Wajah Retak Pendidikan Kita

KEMARIN adalah hari terakhir saya mengajar filsafat. Setelah memberikan informasi tentang tugas serta jadwal final test, saya menghembuskan harapan kepada mahasiswa agar tetap serius hingga ujian final nanti. Mereka tetap harus memelihara semangat belajar, meskipun tak lama lagi mereka akan melakukan penelitian dan meninggalkan kampus.

Saya selalu bahagia saat melihat wajah-wajah penuh keingintahuan.
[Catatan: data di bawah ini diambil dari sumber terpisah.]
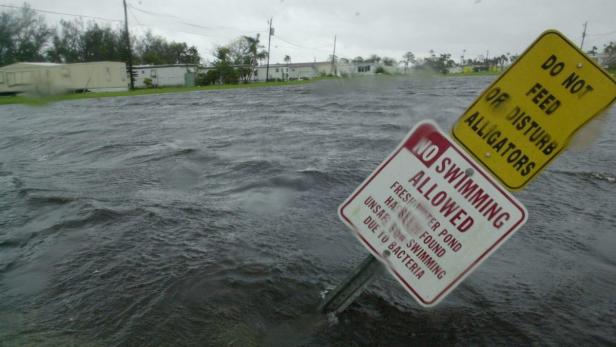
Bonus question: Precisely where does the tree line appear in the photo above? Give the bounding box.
[0,4,200,67]
[3,3,614,80]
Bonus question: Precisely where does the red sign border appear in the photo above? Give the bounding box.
[338,120,528,307]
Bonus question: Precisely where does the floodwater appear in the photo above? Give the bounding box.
[0,76,615,346]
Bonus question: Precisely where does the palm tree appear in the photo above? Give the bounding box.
[243,34,267,80]
[284,55,291,64]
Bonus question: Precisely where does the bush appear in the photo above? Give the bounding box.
[143,77,154,88]
[195,64,240,86]
[196,70,220,86]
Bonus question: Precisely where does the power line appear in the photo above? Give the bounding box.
[588,29,616,37]
[127,6,142,27]
[0,3,122,23]
[127,3,264,34]
[0,3,266,37]
[275,35,330,51]
[2,2,337,59]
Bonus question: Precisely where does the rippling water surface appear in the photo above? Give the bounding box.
[1,76,615,346]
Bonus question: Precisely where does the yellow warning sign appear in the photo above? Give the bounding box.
[452,30,616,190]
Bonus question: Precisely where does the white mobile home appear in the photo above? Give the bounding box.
[253,61,336,81]
[133,64,198,88]
[0,61,128,95]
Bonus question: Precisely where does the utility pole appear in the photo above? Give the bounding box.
[266,18,273,82]
[123,0,134,89]
[330,35,337,76]
[580,21,588,50]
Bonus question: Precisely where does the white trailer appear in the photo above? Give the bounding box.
[0,61,128,95]
[133,64,198,88]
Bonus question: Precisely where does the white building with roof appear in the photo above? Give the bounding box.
[253,61,335,81]
[0,61,128,95]
[133,64,198,88]
[251,60,404,81]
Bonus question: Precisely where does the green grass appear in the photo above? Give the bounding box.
[0,79,319,106]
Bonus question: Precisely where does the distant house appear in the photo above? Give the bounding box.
[591,53,614,69]
[0,61,128,95]
[251,60,412,80]
[253,61,335,81]
[350,62,378,75]
[447,66,463,74]
[208,59,411,83]
[133,64,198,88]
[338,62,402,75]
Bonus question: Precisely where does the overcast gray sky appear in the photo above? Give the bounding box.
[5,0,616,64]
Hasrat ingin tahu adalah pijar pertama untuk menjelajah di dunia ilmu pengetahuan. Sikap keingintahuan yang dikepung pertanyaan-pertanyaan adalah benih yang kemudian menumbuhkan pohon pengetahuan. Kadang-kadang kita tak pernah serius memelihara sejumput tanda tanya. Padahal, pertanyaan-pertanyaan itu ibarat matahari yang menumbuhkan tanaman. Ibarat pupuk yang membesarkan tanaman. Tanpa pertanyaan, tak akan tumbuh pohon filosofis yang kokoh.
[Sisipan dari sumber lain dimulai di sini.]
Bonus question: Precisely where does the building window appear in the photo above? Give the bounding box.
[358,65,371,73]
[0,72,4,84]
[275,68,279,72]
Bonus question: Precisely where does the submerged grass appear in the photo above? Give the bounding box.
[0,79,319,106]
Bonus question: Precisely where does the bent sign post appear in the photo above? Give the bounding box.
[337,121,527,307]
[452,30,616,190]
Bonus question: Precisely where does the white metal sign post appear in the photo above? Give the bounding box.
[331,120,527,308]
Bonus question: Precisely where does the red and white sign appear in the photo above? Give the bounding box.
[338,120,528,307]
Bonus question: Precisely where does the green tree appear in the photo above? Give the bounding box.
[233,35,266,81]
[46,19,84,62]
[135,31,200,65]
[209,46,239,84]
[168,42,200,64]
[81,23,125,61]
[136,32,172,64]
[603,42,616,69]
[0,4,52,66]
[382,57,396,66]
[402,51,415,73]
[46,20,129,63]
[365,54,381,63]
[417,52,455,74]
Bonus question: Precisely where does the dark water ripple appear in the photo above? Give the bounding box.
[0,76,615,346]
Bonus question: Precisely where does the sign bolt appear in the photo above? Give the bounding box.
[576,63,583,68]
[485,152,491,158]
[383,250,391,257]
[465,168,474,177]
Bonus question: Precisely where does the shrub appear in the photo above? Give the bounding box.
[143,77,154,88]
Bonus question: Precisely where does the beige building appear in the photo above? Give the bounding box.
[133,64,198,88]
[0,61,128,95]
Saya tak melihat ada keseriusan di kampus-kampus di Makassar untuk menumbuhkan pohon ilmu pengetahuan. Kampus-kampus tak ubahnya lembaga pengeruk modal yang tolok ukur keberhasilannya adalah seberapa besar isi kantong untuk memperkaya lembaga atau yayasan. Kampus tak terlalu serius membesarkan para pengajar yang mencintai ilmu. Pengelolaan kampus lebih banyak diserahkan pada pemilik modal yang memiliki peran besar dan sering mengabaikan rasa haus mencari ilmu. Sementara para pengajar tak lebih dari mereka yang mencari hidup di jalur akademis. Tanpa berpikir bagaimana memberikan pencerahan pada zaman yang tengah gelap gulita.
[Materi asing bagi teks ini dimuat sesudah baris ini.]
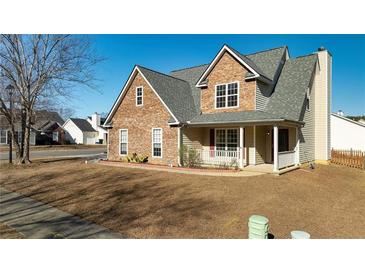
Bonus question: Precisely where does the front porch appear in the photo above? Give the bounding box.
[180,123,300,173]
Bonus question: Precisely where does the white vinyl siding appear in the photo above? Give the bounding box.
[119,129,128,155]
[152,128,162,158]
[255,82,271,111]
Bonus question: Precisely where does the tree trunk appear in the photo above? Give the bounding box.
[20,108,32,164]
[8,123,23,165]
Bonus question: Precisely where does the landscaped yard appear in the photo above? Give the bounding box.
[0,159,364,238]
Di negara ini, pendidikan tidak diurusi dengan serius. Begitu banyak gelar-gelar profesor di dunia kampus, namun seberapa banyak karya akademik yang bisa dihasilkan? Gelar di kampus menjadi bangsawan baru di zaman yang berbeda. Pantas saja, banyak dosen yang selalu menulis namanya dengan lengkap sesuai gelar. Padahal, gelar itu justru didapatkan di satu kampus yang jauh dari hiruk-pikuk akademis. Saya tak mau ikut latah memasang gelar-gelar itu. Nantilah ketika mendapatkan gelar doktor, baru saya pasang gelar. Itupun cuma untuk hal-hal tertentu. Bukan untuk latah dan dipasang di papan nama rumah.

Saya melihat pendidikan telah bertransformasi menjadi lembaga yang memperkaya diri dengan bangunan yang megah-mentereng dengan sederet gelar-gelar akademis. Tidak lagi menjadi jawaban atas pencarian manusia akan kebenaran dan kadilan. Kampus terlalu jauh meninggalkan misi idealisnya sebagai mata air pencerahan bagi manusia sekitarnya.

Saya selalu sedih tatkala menatap sorot mata para mahasiswa yang berharap banyak dengan perkuliahannya. Mungkin mahasiswa ini berharap sedang memasuki suatu pintu-pintu ilmu yang kelak akan melepaskannya dari belenggu ketidaktahuan. Pantas saja jika mereka rela mengeluarkan biaya hingga jutaan rupiah. Namun apakah gerangan yang mereka dapatkan? Apakah kebanggan karena gelar ataukah kebahagiaan karena akan segera bekerja di tempat mentereng?